The fundamental principle of machine learning is to Predict.
Then how will I Predict?
Lets take a very simple example to Predict
- First, we will look in to previous data and find if there is any common pattern and apply that to predict.
- So here the pattern is simple ,it’s Y = 1.5 * X.We can also say Y= m*x ,where m=1.5.
Here Y is called as Dependent Variable and X is Independent Variable
But in real time it won’t be such simple.We will look at such small sample dataset
These are the Profits for some startups in a particular state.We need to Predict the profits for some-other startups
We will Follow the same procedure.
- Look in to previous data where we already know Profits
- Look for any Patterns . But we don’t find any such as it is not straight forward.Here Profit is Dependent on all the other variable.
(R&D Spend,Administration,Marketing Spend,State)-Independent Variables.
So we can assume it as :
Profit = A1*(R&D Spend)+A2*(Administration)+A3*(Marketing Spend)+A4*(State)

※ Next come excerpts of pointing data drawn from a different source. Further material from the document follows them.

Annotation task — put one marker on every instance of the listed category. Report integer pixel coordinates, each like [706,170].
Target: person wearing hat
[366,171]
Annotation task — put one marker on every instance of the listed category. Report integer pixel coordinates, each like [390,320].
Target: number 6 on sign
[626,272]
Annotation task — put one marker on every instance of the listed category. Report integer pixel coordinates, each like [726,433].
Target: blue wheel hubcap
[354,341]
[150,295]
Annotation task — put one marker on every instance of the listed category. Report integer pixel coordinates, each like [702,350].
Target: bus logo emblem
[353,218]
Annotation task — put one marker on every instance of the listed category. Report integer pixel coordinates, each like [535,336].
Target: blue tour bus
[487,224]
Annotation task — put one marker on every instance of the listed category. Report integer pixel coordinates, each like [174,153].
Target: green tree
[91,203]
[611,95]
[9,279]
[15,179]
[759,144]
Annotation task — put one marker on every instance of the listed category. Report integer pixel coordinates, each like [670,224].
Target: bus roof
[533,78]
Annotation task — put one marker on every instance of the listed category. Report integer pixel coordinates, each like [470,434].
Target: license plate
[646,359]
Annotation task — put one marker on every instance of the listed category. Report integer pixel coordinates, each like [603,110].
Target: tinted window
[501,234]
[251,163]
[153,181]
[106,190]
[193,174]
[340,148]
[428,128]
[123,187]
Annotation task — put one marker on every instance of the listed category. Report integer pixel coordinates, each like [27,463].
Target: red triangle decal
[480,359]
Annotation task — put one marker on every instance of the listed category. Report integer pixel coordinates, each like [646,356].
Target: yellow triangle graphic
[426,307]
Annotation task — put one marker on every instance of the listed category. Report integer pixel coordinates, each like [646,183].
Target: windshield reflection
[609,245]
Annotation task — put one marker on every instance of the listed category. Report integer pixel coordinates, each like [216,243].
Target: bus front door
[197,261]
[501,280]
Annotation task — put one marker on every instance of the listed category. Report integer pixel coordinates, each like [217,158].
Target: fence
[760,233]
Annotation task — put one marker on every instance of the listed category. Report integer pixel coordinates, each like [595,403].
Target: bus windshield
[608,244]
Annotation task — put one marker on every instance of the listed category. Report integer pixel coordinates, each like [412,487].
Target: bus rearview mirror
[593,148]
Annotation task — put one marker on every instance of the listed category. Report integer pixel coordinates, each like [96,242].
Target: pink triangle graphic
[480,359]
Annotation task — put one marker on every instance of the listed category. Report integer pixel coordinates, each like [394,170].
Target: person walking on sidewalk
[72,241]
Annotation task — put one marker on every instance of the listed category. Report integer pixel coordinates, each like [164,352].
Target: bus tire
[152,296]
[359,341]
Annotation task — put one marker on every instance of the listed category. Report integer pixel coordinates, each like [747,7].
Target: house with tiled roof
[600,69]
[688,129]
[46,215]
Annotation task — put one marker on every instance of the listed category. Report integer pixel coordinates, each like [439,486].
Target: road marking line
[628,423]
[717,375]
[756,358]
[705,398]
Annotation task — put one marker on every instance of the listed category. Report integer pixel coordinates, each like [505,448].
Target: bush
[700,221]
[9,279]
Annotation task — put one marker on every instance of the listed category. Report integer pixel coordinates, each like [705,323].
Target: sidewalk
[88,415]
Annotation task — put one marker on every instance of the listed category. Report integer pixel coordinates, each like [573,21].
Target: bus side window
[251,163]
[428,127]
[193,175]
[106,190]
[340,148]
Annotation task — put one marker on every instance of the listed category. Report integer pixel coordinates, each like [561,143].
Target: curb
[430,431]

There will still some more factors.But will just ignore those.
In Previous example we were easily able to eye ball the sequence.But here it is difficult. So we need some kind of calculator who will help me to find out the pattern!!We will use something called Algorithm who will help me to compute calculations.We will dump the data to algorithm and it will help us to find the pattern i.e.., A1,A2,A3,A4
Next is to validate/Test
Ideally we use 70% data for algorithm and keep 30% data aside for testing.Then we validate and calculate the average error .
Predict the Range
Once the average error is predicted we will predict the profit value+/-
There are lot more factors involved in real time but this is the general concept with prediction.We will look more about this in future blogs.